VIOLENCE AGAINST WOMEN ACT NO VICTORY FOR ALASKA’S TRIBESNARF Logo

Statement From Native American Rights Fund, Alaska Office

While tribes across the country are celebrating the passage of the Violence Against Women Act (VAWA) today, many of Alaska’s tribes are angry that they have been excluded from the benefits of the Act. Section 910, called the “Special Rule for the State of Alaska” specifically states that sections 904 and 905, the domestic violence jurisdiction and civil protection order provisions respectively, shall not apply in Alaska. Since Alaska is home to 229 tribes in the United States, these new tribal provisions now exclude over 40% of all the tribes in the United States.

Almost 100 tribes in Alaska had opposed this exclusion. The Association of Village Council Presidents (AVCP), representing 56 tribes, and the Aleut Community of St. Paul Island (ACSPI) had both issued very clear and direct press releases opposing the Alaska exclusion. The Tanana Chiefs Conference (TCC), representing 37 tribes, also opposed the Alaska exclusion. Taken together, this represents one sixth of the tribes in the United States that demanded the Alaska exclusion be removed. Senator Lisa Murkowski, who authored the Alaska exclusion apparently at the urging of the Alaska Attorney General’s office, rebuffed all requests to remove the exclusion.

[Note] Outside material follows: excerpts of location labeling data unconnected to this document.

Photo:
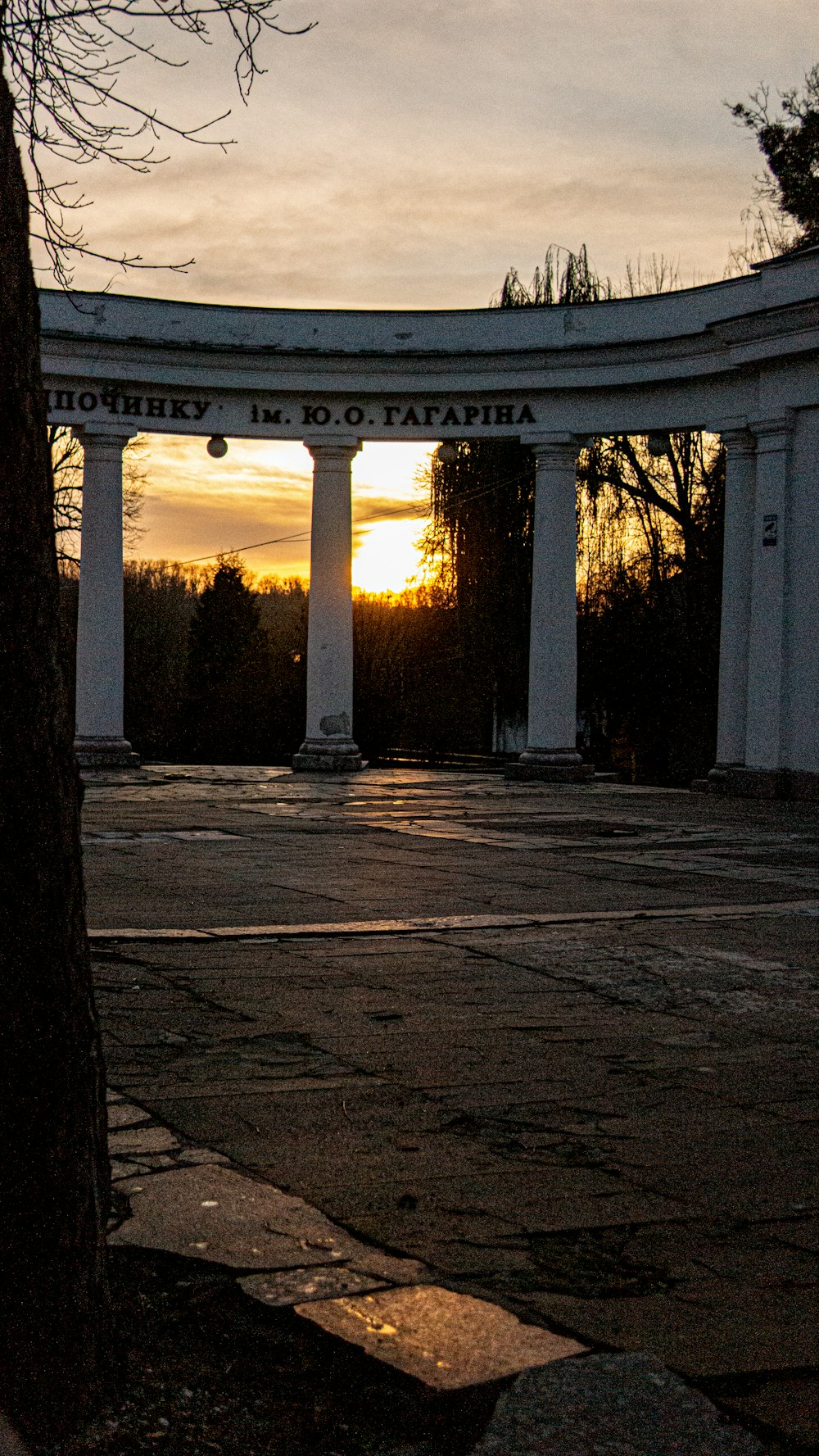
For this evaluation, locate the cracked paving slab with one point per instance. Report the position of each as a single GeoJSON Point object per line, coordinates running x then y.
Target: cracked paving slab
{"type": "Point", "coordinates": [609, 1123]}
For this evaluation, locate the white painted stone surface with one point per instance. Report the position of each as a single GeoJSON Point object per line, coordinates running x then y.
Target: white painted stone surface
{"type": "Point", "coordinates": [767, 629]}
{"type": "Point", "coordinates": [740, 356]}
{"type": "Point", "coordinates": [553, 635]}
{"type": "Point", "coordinates": [99, 614]}
{"type": "Point", "coordinates": [738, 564]}
{"type": "Point", "coordinates": [329, 740]}
{"type": "Point", "coordinates": [800, 705]}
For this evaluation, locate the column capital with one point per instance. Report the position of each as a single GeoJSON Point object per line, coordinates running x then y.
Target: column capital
{"type": "Point", "coordinates": [738, 438]}
{"type": "Point", "coordinates": [558, 449]}
{"type": "Point", "coordinates": [101, 440]}
{"type": "Point", "coordinates": [324, 446]}
{"type": "Point", "coordinates": [773, 431]}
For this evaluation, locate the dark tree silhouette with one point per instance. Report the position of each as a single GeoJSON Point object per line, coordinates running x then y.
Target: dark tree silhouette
{"type": "Point", "coordinates": [229, 673]}
{"type": "Point", "coordinates": [663, 491]}
{"type": "Point", "coordinates": [61, 97]}
{"type": "Point", "coordinates": [790, 146]}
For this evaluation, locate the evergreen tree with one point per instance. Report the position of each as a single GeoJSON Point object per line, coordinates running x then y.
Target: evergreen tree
{"type": "Point", "coordinates": [790, 146]}
{"type": "Point", "coordinates": [229, 673]}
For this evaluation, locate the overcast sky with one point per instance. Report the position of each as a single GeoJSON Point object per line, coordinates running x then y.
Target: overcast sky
{"type": "Point", "coordinates": [406, 153]}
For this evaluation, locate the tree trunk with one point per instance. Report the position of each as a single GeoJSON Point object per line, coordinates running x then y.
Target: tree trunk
{"type": "Point", "coordinates": [54, 1182]}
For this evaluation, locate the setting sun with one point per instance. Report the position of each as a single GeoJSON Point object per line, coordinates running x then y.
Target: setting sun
{"type": "Point", "coordinates": [386, 555]}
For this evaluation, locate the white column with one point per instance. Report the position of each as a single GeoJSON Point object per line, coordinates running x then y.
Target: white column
{"type": "Point", "coordinates": [99, 622]}
{"type": "Point", "coordinates": [766, 644]}
{"type": "Point", "coordinates": [550, 751]}
{"type": "Point", "coordinates": [329, 744]}
{"type": "Point", "coordinates": [738, 561]}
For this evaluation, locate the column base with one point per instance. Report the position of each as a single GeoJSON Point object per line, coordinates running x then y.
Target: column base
{"type": "Point", "coordinates": [735, 781]}
{"type": "Point", "coordinates": [105, 753]}
{"type": "Point", "coordinates": [328, 756]}
{"type": "Point", "coordinates": [550, 766]}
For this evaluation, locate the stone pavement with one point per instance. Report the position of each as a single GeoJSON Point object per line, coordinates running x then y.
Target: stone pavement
{"type": "Point", "coordinates": [597, 1120]}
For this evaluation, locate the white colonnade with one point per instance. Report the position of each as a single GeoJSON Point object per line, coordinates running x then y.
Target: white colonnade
{"type": "Point", "coordinates": [736, 357]}
{"type": "Point", "coordinates": [753, 622]}
{"type": "Point", "coordinates": [99, 740]}
{"type": "Point", "coordinates": [550, 751]}
{"type": "Point", "coordinates": [329, 744]}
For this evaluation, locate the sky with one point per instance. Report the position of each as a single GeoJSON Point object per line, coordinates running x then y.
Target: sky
{"type": "Point", "coordinates": [405, 153]}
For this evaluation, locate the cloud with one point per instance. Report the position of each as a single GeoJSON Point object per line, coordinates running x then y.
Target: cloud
{"type": "Point", "coordinates": [406, 155]}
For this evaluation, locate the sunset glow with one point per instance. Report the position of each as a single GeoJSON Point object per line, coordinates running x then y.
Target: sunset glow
{"type": "Point", "coordinates": [197, 509]}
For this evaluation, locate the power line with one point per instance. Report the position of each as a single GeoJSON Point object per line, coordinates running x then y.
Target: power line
{"type": "Point", "coordinates": [380, 515]}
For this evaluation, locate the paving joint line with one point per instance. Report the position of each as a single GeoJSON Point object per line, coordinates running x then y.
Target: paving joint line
{"type": "Point", "coordinates": [425, 925]}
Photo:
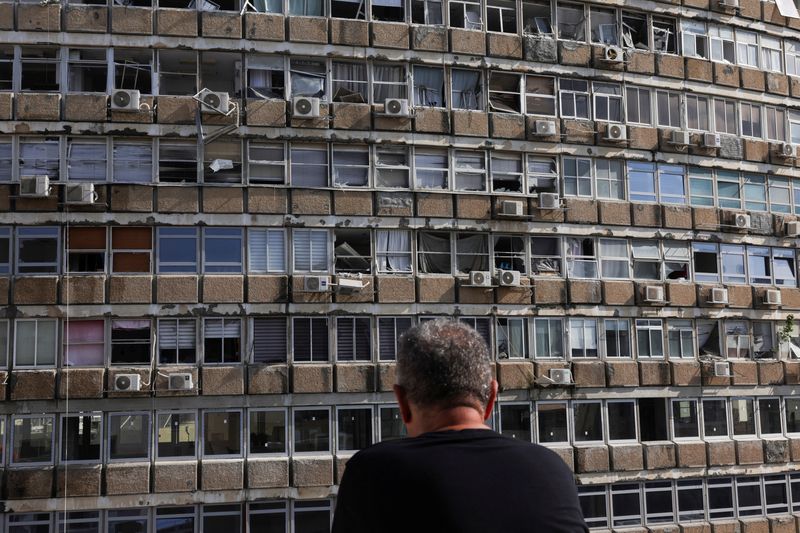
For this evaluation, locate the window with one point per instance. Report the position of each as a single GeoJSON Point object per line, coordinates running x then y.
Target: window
{"type": "Point", "coordinates": [267, 431]}
{"type": "Point", "coordinates": [84, 342]}
{"type": "Point", "coordinates": [310, 339]}
{"type": "Point", "coordinates": [37, 250]}
{"type": "Point", "coordinates": [312, 430]}
{"type": "Point", "coordinates": [81, 437]}
{"type": "Point", "coordinates": [574, 96]}
{"type": "Point", "coordinates": [551, 420]}
{"type": "Point", "coordinates": [177, 341]}
{"type": "Point", "coordinates": [429, 86]}
{"type": "Point", "coordinates": [129, 436]}
{"type": "Point", "coordinates": [310, 250]}
{"type": "Point", "coordinates": [86, 250]}
{"type": "Point", "coordinates": [353, 339]}
{"type": "Point", "coordinates": [577, 176]}
{"type": "Point", "coordinates": [583, 337]}
{"type": "Point", "coordinates": [354, 428]}
{"type": "Point", "coordinates": [540, 92]}
{"type": "Point", "coordinates": [269, 340]}
{"type": "Point", "coordinates": [35, 342]}
{"type": "Point", "coordinates": [389, 331]}
{"type": "Point", "coordinates": [32, 439]}
{"type": "Point", "coordinates": [222, 340]}
{"type": "Point", "coordinates": [607, 102]}
{"type": "Point", "coordinates": [267, 250]}
{"type": "Point", "coordinates": [638, 105]}
{"type": "Point", "coordinates": [684, 419]}
{"type": "Point", "coordinates": [222, 433]}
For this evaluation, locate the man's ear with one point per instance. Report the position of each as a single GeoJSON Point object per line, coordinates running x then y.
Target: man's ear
{"type": "Point", "coordinates": [492, 398]}
{"type": "Point", "coordinates": [402, 402]}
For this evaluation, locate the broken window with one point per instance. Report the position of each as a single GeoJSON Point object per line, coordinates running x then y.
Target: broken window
{"type": "Point", "coordinates": [177, 72]}
{"type": "Point", "coordinates": [665, 35]}
{"type": "Point", "coordinates": [431, 169]}
{"type": "Point", "coordinates": [571, 22]}
{"type": "Point", "coordinates": [470, 170]}
{"type": "Point", "coordinates": [504, 92]}
{"type": "Point", "coordinates": [353, 338]}
{"type": "Point", "coordinates": [607, 102]}
{"type": "Point", "coordinates": [81, 437]}
{"type": "Point", "coordinates": [133, 69]}
{"type": "Point", "coordinates": [574, 96]}
{"type": "Point", "coordinates": [352, 251]}
{"type": "Point", "coordinates": [581, 258]}
{"type": "Point", "coordinates": [465, 14]}
{"type": "Point", "coordinates": [222, 161]}
{"type": "Point", "coordinates": [392, 167]}
{"type": "Point", "coordinates": [546, 256]}
{"type": "Point", "coordinates": [350, 166]}
{"type": "Point", "coordinates": [540, 95]}
{"type": "Point", "coordinates": [350, 82]}
{"type": "Point", "coordinates": [39, 69]}
{"type": "Point", "coordinates": [37, 250]}
{"type": "Point", "coordinates": [695, 39]}
{"type": "Point", "coordinates": [86, 249]}
{"type": "Point", "coordinates": [131, 249]}
{"type": "Point", "coordinates": [466, 89]}
{"type": "Point", "coordinates": [87, 159]}
{"type": "Point", "coordinates": [132, 161]}
{"type": "Point", "coordinates": [501, 16]}
{"type": "Point", "coordinates": [87, 69]}
{"type": "Point", "coordinates": [39, 157]}
{"type": "Point", "coordinates": [429, 87]}
{"type": "Point", "coordinates": [434, 252]}
{"type": "Point", "coordinates": [177, 161]}
{"type": "Point", "coordinates": [310, 340]}
{"type": "Point", "coordinates": [427, 12]}
{"type": "Point", "coordinates": [604, 26]}
{"type": "Point", "coordinates": [551, 418]}
{"type": "Point", "coordinates": [537, 17]}
{"type": "Point", "coordinates": [130, 342]}
{"type": "Point", "coordinates": [308, 78]}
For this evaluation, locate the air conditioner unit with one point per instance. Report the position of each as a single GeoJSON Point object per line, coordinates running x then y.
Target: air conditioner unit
{"type": "Point", "coordinates": [125, 100]}
{"type": "Point", "coordinates": [772, 297]}
{"type": "Point", "coordinates": [654, 294]}
{"type": "Point", "coordinates": [80, 193]}
{"type": "Point", "coordinates": [722, 369]}
{"type": "Point", "coordinates": [181, 381]}
{"type": "Point", "coordinates": [548, 200]}
{"type": "Point", "coordinates": [508, 278]}
{"type": "Point", "coordinates": [127, 382]}
{"type": "Point", "coordinates": [741, 221]}
{"type": "Point", "coordinates": [480, 278]}
{"type": "Point", "coordinates": [711, 140]}
{"type": "Point", "coordinates": [561, 376]}
{"type": "Point", "coordinates": [613, 54]}
{"type": "Point", "coordinates": [316, 283]}
{"type": "Point", "coordinates": [305, 107]}
{"type": "Point", "coordinates": [396, 107]}
{"type": "Point", "coordinates": [719, 296]}
{"type": "Point", "coordinates": [680, 137]}
{"type": "Point", "coordinates": [545, 127]}
{"type": "Point", "coordinates": [512, 208]}
{"type": "Point", "coordinates": [616, 132]}
{"type": "Point", "coordinates": [38, 186]}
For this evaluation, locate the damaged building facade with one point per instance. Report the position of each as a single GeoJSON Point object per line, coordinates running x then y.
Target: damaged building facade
{"type": "Point", "coordinates": [217, 217]}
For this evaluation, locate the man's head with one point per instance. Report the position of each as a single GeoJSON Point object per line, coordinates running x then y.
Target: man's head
{"type": "Point", "coordinates": [443, 366]}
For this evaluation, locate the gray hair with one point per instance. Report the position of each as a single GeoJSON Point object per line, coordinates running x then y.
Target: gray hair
{"type": "Point", "coordinates": [444, 363]}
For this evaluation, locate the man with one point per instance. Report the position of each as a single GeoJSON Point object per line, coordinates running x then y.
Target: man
{"type": "Point", "coordinates": [453, 474]}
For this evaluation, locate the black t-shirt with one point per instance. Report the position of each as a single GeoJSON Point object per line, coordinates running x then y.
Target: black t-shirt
{"type": "Point", "coordinates": [464, 481]}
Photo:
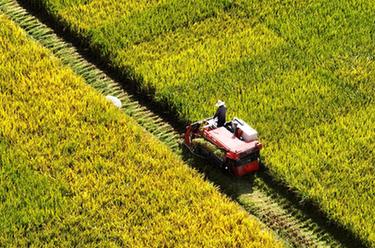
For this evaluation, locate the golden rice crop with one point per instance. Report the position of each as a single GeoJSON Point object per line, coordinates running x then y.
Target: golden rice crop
{"type": "Point", "coordinates": [292, 69]}
{"type": "Point", "coordinates": [75, 171]}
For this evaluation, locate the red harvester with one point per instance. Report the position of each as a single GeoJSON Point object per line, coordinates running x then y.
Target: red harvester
{"type": "Point", "coordinates": [234, 147]}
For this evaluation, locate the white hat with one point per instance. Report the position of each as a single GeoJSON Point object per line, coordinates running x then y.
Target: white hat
{"type": "Point", "coordinates": [114, 100]}
{"type": "Point", "coordinates": [219, 103]}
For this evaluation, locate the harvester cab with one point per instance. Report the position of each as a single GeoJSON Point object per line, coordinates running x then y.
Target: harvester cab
{"type": "Point", "coordinates": [234, 147]}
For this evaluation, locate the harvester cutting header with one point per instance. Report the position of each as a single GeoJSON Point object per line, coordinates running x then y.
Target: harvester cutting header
{"type": "Point", "coordinates": [233, 146]}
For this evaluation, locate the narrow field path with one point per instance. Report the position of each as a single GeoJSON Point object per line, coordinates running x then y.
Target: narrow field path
{"type": "Point", "coordinates": [255, 193]}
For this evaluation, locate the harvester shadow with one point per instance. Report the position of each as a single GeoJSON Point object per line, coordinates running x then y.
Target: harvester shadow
{"type": "Point", "coordinates": [228, 184]}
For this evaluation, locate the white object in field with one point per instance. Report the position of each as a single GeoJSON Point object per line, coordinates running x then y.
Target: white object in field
{"type": "Point", "coordinates": [114, 100]}
{"type": "Point", "coordinates": [248, 133]}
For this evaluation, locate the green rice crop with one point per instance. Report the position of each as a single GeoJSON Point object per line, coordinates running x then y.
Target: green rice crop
{"type": "Point", "coordinates": [295, 70]}
{"type": "Point", "coordinates": [76, 171]}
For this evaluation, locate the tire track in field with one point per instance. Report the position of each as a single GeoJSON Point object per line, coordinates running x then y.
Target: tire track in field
{"type": "Point", "coordinates": [260, 199]}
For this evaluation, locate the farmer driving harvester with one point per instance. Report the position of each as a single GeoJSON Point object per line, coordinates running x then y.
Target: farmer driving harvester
{"type": "Point", "coordinates": [220, 114]}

“We are tired of the separate but equal treatment that Alaska tribes receive from courts and Congress,” said NARF Staff Attorney Natalie Landreth. “They are tribes just like tribes in the Lower 48 and they are entitled to be treated like all other tribes. These exclusions, which have found their way into numerous bills over the years, say to Alaska’s tribes that they are different and lesser than other tribes. In the case of VAWA, it means that Alaska Native women are less deserving of protection, less important. I find that unconscionable.” The statistics from the AVCP region alone are staggering:

  • Statistically, at least 51 out of every 100 Native women are the victims of sexual
  • It can be cost-prohibitive for a victim of domestic violence to leave the community airfare can cost up to $800 round trip, depending upon the village.
  •  It can take law enforcement up to 24 hours to respond to emergency calls, depending upon weather.
  •  The closest state court is in Bethel, accessible only by air, boat or snow machine.

“I am also not persuaded by the response that this has something to do with the Venetiecase and land
status,” continued Landreth. “It doesn’t. Jurisdiction depends upon several factors like the people
and interest involved. Land status is not determinative, especially for civil jurisdiction.”


Responses

  1. I’m planning on sending this to every single one of my neo-con relatives who constantly insist that my claim that racism is alive and well in the U.S. is the result of ‘liberal propaganda’, as opposed to personal experience, and the fact that we have crap like THIS still happening in the 21st century.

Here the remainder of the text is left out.